Minneapolis, St. Paul, Duluth and Rochester are among the cities seeking to recoup their money after a former chemical company executive in New Jersey admitted this fall to his role in a price-fixing scheme spanning more than a decade. More than 30 related lawsuits have been filed nationally, seven of them in Minnesota.
The cases center on the price of liquid aluminum sulfate, known as alum, which is used by local governments to purify drinking water — as well as clean wastewater and lakes. It is also used by pulp and paper companies. Some cities have seen upward of threefold increases in alum prices since the late 1990s, when the alleged price fixing began.
"If you really do the economics, the price should be flat or slowly declining," said Duluth City Attorney Gunnar Johnson. "And that's not what we were seeing."

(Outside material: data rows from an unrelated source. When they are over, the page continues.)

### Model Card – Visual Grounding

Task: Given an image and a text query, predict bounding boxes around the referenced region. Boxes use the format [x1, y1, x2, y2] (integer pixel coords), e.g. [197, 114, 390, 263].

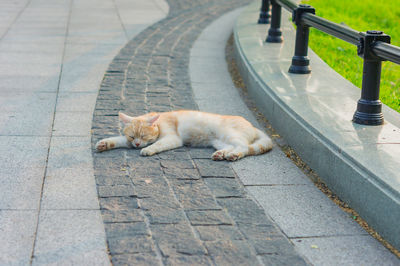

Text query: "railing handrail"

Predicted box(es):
[259, 0, 400, 125]
[272, 0, 298, 12]
[301, 13, 360, 45]
[372, 41, 400, 65]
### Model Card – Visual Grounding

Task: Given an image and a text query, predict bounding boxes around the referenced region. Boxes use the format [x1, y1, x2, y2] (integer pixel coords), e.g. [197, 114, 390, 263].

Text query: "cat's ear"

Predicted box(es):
[118, 112, 133, 124]
[147, 114, 160, 125]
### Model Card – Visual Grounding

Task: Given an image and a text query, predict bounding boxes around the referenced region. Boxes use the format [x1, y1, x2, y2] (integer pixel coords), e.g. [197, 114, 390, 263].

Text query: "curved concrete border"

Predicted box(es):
[234, 1, 400, 248]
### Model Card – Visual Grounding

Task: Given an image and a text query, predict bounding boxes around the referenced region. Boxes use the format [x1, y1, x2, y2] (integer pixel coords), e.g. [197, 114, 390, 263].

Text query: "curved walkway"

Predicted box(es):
[0, 0, 168, 265]
[93, 0, 307, 265]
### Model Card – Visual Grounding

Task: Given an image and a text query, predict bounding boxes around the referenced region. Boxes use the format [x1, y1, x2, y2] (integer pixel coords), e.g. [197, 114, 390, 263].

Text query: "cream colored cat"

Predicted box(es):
[96, 111, 272, 161]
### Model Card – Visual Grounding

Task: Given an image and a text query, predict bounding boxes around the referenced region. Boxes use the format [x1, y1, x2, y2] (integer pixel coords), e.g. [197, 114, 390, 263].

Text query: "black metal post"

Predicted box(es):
[353, 31, 390, 126]
[289, 5, 315, 74]
[258, 0, 271, 24]
[265, 0, 283, 43]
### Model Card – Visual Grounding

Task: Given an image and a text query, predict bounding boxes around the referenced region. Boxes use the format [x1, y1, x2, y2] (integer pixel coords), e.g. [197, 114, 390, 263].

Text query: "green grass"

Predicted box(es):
[302, 0, 400, 112]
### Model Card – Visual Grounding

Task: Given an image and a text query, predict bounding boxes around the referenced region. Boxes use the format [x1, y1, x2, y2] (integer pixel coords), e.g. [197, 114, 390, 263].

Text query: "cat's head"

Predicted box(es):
[119, 112, 160, 148]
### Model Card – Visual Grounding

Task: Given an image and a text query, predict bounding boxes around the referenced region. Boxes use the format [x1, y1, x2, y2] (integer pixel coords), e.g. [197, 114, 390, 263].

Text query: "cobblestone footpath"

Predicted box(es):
[92, 0, 307, 265]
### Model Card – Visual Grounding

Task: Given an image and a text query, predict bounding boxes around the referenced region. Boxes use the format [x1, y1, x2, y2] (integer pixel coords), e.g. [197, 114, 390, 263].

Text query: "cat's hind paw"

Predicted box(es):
[225, 152, 244, 162]
[96, 140, 107, 152]
[211, 151, 225, 161]
[140, 148, 156, 156]
[96, 140, 115, 152]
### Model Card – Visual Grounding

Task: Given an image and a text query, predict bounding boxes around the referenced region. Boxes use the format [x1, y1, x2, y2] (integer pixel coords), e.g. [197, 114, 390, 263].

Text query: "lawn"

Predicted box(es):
[302, 0, 400, 112]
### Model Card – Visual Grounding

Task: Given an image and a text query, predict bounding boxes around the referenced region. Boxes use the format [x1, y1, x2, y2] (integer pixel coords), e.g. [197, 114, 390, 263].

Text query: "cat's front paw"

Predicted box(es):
[225, 152, 244, 161]
[140, 148, 156, 156]
[211, 150, 225, 161]
[96, 140, 107, 152]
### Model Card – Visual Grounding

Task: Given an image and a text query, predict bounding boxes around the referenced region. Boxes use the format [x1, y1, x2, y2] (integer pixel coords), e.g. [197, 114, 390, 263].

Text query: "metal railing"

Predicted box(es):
[258, 0, 400, 125]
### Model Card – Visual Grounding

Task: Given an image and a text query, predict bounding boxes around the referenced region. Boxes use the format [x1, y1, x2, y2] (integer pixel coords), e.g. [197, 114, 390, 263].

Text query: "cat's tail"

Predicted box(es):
[249, 128, 273, 155]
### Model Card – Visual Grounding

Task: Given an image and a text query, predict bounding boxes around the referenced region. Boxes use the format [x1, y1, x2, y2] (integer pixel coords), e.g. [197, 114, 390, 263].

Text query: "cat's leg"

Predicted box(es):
[140, 135, 183, 156]
[96, 136, 132, 151]
[225, 138, 249, 161]
[211, 140, 233, 161]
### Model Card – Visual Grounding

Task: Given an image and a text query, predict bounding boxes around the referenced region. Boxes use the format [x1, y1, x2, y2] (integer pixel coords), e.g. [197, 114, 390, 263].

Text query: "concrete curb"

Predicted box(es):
[234, 2, 400, 248]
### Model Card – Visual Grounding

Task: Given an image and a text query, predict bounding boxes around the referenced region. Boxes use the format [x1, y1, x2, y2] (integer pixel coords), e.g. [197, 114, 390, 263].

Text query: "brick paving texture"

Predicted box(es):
[92, 0, 307, 265]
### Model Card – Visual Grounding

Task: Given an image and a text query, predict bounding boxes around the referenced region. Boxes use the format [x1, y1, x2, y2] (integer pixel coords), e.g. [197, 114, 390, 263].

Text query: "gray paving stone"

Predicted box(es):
[107, 235, 155, 255]
[133, 176, 171, 198]
[163, 168, 200, 180]
[140, 194, 181, 211]
[217, 198, 271, 224]
[165, 255, 214, 266]
[232, 148, 312, 185]
[0, 136, 49, 169]
[204, 178, 245, 198]
[237, 221, 283, 240]
[293, 235, 399, 266]
[97, 185, 137, 198]
[158, 149, 191, 160]
[47, 137, 92, 168]
[32, 210, 109, 265]
[0, 167, 45, 210]
[56, 93, 97, 111]
[104, 222, 150, 239]
[247, 186, 365, 237]
[99, 197, 139, 211]
[173, 180, 221, 210]
[194, 159, 235, 178]
[205, 240, 260, 265]
[150, 224, 206, 256]
[261, 254, 308, 266]
[0, 110, 53, 137]
[194, 225, 245, 241]
[161, 160, 194, 169]
[112, 253, 160, 266]
[89, 0, 314, 265]
[41, 168, 99, 210]
[101, 209, 144, 223]
[145, 206, 186, 224]
[186, 210, 233, 225]
[189, 148, 215, 159]
[0, 210, 38, 265]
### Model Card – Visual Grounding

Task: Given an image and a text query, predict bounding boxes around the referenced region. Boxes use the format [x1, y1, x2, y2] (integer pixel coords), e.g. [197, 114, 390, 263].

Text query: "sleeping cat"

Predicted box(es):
[96, 111, 272, 161]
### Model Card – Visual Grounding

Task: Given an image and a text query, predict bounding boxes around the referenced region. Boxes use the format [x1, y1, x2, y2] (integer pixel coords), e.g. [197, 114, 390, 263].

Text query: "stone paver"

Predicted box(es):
[92, 0, 307, 265]
[0, 0, 168, 265]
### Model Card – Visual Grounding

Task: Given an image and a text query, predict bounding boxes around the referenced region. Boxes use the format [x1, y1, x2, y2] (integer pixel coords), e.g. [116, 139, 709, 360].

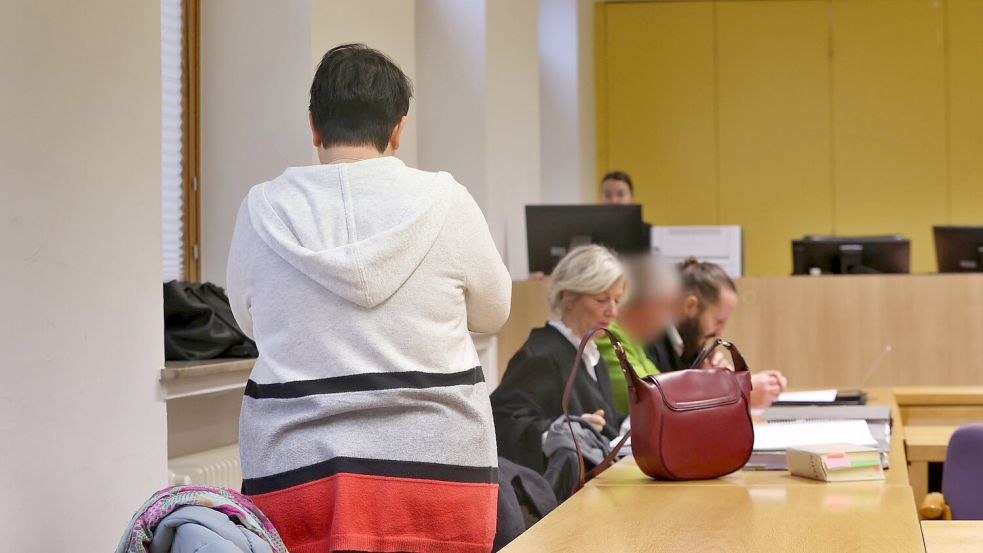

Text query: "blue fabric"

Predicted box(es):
[150, 505, 272, 553]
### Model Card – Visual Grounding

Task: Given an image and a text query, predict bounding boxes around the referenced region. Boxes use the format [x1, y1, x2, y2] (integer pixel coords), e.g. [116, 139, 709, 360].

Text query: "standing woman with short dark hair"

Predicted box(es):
[228, 44, 511, 553]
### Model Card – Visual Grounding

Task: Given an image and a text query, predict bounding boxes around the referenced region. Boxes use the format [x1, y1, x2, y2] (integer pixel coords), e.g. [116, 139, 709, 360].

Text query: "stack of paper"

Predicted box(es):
[778, 389, 836, 403]
[754, 420, 877, 451]
[787, 444, 884, 482]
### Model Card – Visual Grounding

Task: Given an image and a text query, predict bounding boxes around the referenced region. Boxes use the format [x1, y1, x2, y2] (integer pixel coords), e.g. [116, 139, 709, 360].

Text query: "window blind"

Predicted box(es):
[160, 0, 185, 282]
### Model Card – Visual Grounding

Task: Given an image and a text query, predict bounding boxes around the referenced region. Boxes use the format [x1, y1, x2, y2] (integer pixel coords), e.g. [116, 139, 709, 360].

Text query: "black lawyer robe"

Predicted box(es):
[645, 332, 689, 373]
[491, 324, 624, 473]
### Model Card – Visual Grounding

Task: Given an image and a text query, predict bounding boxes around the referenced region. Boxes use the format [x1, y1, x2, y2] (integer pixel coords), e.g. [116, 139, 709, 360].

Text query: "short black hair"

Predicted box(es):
[310, 44, 413, 152]
[601, 171, 635, 194]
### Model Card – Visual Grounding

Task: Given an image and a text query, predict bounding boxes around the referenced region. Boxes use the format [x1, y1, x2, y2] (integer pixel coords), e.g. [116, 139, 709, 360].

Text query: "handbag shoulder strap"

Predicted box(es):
[689, 338, 748, 372]
[563, 327, 639, 490]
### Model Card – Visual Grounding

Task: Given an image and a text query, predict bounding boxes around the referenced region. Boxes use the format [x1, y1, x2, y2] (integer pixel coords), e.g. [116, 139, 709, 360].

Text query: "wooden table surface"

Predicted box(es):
[922, 520, 983, 553]
[893, 386, 983, 407]
[504, 389, 925, 553]
[504, 482, 924, 553]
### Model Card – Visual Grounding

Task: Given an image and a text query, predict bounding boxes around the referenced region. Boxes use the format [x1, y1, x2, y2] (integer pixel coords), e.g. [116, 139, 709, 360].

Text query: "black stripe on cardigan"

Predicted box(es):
[246, 367, 485, 399]
[242, 457, 498, 495]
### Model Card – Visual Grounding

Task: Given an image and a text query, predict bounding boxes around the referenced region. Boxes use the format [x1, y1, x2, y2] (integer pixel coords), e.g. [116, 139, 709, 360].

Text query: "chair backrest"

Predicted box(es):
[942, 424, 983, 520]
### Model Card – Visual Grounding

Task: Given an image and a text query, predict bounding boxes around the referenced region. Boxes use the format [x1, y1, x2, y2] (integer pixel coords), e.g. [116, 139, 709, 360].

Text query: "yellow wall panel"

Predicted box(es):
[948, 0, 983, 225]
[596, 2, 718, 225]
[831, 0, 948, 272]
[717, 0, 833, 274]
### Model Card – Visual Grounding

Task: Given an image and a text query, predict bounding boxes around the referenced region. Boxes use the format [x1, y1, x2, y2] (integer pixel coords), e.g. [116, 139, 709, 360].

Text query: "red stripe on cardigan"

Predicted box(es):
[250, 473, 498, 553]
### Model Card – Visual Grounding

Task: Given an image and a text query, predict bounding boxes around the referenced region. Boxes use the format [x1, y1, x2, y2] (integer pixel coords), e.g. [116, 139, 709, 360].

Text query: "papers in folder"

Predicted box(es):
[754, 420, 877, 451]
[777, 390, 836, 403]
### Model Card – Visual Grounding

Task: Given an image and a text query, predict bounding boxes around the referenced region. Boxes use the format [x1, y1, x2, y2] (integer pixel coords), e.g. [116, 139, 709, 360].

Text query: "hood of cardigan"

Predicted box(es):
[248, 156, 453, 308]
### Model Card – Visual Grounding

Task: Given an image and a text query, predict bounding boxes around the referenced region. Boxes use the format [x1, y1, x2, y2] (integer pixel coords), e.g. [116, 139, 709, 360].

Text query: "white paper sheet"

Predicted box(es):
[778, 390, 836, 403]
[754, 420, 877, 451]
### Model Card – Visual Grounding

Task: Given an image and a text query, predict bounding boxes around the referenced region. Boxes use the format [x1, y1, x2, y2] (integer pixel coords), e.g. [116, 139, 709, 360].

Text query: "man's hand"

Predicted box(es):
[751, 371, 788, 409]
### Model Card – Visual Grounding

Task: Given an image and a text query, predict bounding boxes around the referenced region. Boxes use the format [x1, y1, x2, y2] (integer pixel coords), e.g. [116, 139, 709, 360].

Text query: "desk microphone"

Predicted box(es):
[859, 344, 894, 388]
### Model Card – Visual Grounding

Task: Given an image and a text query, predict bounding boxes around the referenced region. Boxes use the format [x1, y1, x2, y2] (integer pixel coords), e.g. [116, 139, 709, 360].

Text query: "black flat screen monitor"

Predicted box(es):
[932, 226, 983, 273]
[792, 236, 911, 275]
[526, 205, 649, 274]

Minneapolis, which produces 57 million gallons of clean drinking water per day, uses alum more than all but one other chemical in its treatment process. The city pays about $900,000 a year for it, up from $200,000 to $300,000 in the late 1990s, according to attorneys with Lockridge Grindal Nauen, the firm that has been filing the local lawsuits.
Precisely how much cities were overcharged remains unclear, pending a more thorough economic analysis as the cases move forward, attorneys said. But based on experiences in other similar cases, Joe Bruckner of Lockridge Grindal Nauen noted that "people and companies don't enter into illegal price fixing conspiracies unless they think there's something pretty substantial to be gained by doing so."
Price increases
The lawsuits are seeking class action status. They target six primary producers of alum, saying they colluded to take advantage of the municipal bidding process, which favors low bidders. The companies allegedly eliminated competition by agreeing not to pursue each other's historical customers. The lawsuit said they accomplished it by discussing the price of bids intended to win contracts, then ensuring they were selected by having other companies submit bids at much higher prices.
"Each one of these instances was in furtherance of an overall agreement to keep that price up and to increase that price to all customers across the board across the country," Bruckner said.